# Sockel 1151 Unterschied zw. v1 und v2, sowie welches Board?



## ratefux (5. Juni 2018)

Hi,
ich überlege auf die aktuelle Prozessorgeneration des i7 zu upgraden und sehe da bei den Mainboards Unterschiede zwischen Sockel 1151 v1 und v2. Was ist da der Unterschied, sind die kompatibel?
Und welches Mainboard ist zu empfehlen, wenn man einen K-Prozessor verbauen und ein wenig übertakten möchte? Voraussetzung ist, da ich noch einen älteren AV-Receiver habe, ein optischer Ausgang am Mainboard. Da finde ich z.B. auf den ersten Blick das Asus Prime Z370. Oder hat wer andere Empfehlungen? Danke!


----------



## _Berge_ (5. Juni 2018)

Dir 6er Serie gehört zum 100er Chipsatz

Die 7er Serie gehört zum 200er Chipsatz 

Diese beiden sind untereinander kompatibel! (Biosupdates vorausgesetzt

Die 8er Serie gehört zum 300er cjipsatz, hier sind weder die CPUs mit den vorherigen Boards kompatibel, noch können die neuen Boards die alten CPUs erkennen.

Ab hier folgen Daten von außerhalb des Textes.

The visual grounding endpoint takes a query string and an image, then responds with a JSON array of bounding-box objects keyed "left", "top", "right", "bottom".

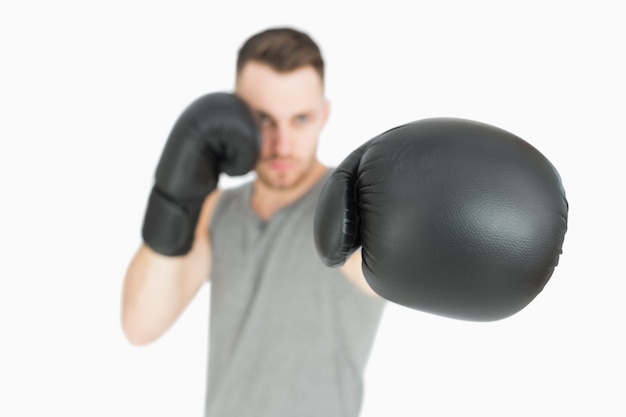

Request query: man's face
[{"left": 236, "top": 62, "right": 329, "bottom": 189}]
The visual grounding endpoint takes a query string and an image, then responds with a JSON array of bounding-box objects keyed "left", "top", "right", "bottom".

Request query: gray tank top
[{"left": 205, "top": 170, "right": 384, "bottom": 417}]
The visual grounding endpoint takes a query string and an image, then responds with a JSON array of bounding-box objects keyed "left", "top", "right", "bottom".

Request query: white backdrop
[{"left": 0, "top": 0, "right": 626, "bottom": 417}]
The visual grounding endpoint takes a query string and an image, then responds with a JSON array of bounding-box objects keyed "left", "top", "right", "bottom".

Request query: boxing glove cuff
[{"left": 142, "top": 186, "right": 201, "bottom": 256}]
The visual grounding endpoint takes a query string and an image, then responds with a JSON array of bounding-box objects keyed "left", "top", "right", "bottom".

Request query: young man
[{"left": 122, "top": 28, "right": 384, "bottom": 417}]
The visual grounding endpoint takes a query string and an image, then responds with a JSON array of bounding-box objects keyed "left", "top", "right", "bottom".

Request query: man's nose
[{"left": 270, "top": 126, "right": 293, "bottom": 156}]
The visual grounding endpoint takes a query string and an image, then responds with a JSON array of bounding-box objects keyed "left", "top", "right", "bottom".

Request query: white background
[{"left": 0, "top": 0, "right": 626, "bottom": 417}]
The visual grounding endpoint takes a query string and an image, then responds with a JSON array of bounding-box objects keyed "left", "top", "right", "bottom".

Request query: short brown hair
[{"left": 237, "top": 27, "right": 324, "bottom": 82}]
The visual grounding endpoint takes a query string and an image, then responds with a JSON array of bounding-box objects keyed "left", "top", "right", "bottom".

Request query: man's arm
[
  {"left": 121, "top": 190, "right": 220, "bottom": 345},
  {"left": 341, "top": 250, "right": 379, "bottom": 297}
]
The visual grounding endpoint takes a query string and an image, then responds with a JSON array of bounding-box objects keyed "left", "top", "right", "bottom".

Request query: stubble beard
[{"left": 257, "top": 158, "right": 314, "bottom": 191}]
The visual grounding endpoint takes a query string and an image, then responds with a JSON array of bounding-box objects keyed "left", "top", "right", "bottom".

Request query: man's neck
[{"left": 251, "top": 161, "right": 328, "bottom": 221}]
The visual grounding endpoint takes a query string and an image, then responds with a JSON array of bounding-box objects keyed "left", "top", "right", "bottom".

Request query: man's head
[{"left": 236, "top": 28, "right": 329, "bottom": 189}]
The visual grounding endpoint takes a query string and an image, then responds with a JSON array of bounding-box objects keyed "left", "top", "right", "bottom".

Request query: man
[{"left": 122, "top": 28, "right": 384, "bottom": 417}]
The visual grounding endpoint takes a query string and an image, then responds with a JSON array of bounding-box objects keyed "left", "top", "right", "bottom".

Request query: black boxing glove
[
  {"left": 142, "top": 93, "right": 261, "bottom": 256},
  {"left": 314, "top": 118, "right": 568, "bottom": 321}
]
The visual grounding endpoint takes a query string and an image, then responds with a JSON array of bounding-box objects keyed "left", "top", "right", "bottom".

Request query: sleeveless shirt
[{"left": 205, "top": 173, "right": 384, "bottom": 417}]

Da blöde bei der ganzen sache: mechanisch passen die Komponenten


----------



## ratefux (5. Juni 2018)

Also für einen i7 8xxx würde man dann z.B. das Z370 nehmen, das kann den Prozessor und hat auch optischen Ausgang.
Ich schiele auf den neuen 8086k, der am Freitag angekündigt wird.


----------



## _Berge_ (5. Juni 2018)

Genau, nen z370 wäre richtig

Ein 8086 ist quasi ein hochgetaktet 8700k, meiner Meinung wird's auch nur auf einem.kern sein und daher lieber einen 8700k und selber Handanlegen, ist mittlerweile kein Hexenwerk wie ich finde


----------



## ratefux (5. Juni 2018)

Gut, danke. 
Oder ich warte noch auf ice Lake. Aber das kann ja auch noch eine Weile dauern.


----------



## _Berge_ (5. Juni 2018)

Wenn du die Leistung jetzt brauchst kaufe auch jetzt - warten kann man immer

Wie sieht deine aktuelle Hardware aus?


----------



## ratefux (5. Juni 2018)

Asus Z97, 4790k, 16GB DDR3-Ram.
Wäre einfach mal wieder ein Upgrade des Upgrades wegen.


----------



## _Berge_ (5. Juni 2018)

Wenns aus reiner Bastellaune ist würde ich auf einen 8700k gehen, damit es sich auch lohnt auch gleich 32GB RAM 

Wenn du aber deinen "Basteldrang" in zaum halten kannst  dann warte auf die 8Kerner von Intel und entscheide dann, evtl könnte je nach Anwendung auch ein Achtender von AMD was für dich sein? (Rendern, Streamen etc.)


----------



## NovaOver (16. Juni 2018)

Gilt das gleiche auch für b360m mit i7 7700k ich hab mich zu spät informiert und schon bestellt ,


----------



## _Berge_ (16. Juni 2018)

JA!

ALLE CoffeeLake Boards sind Inkompatibel mit SkyLake und KabyLake


----------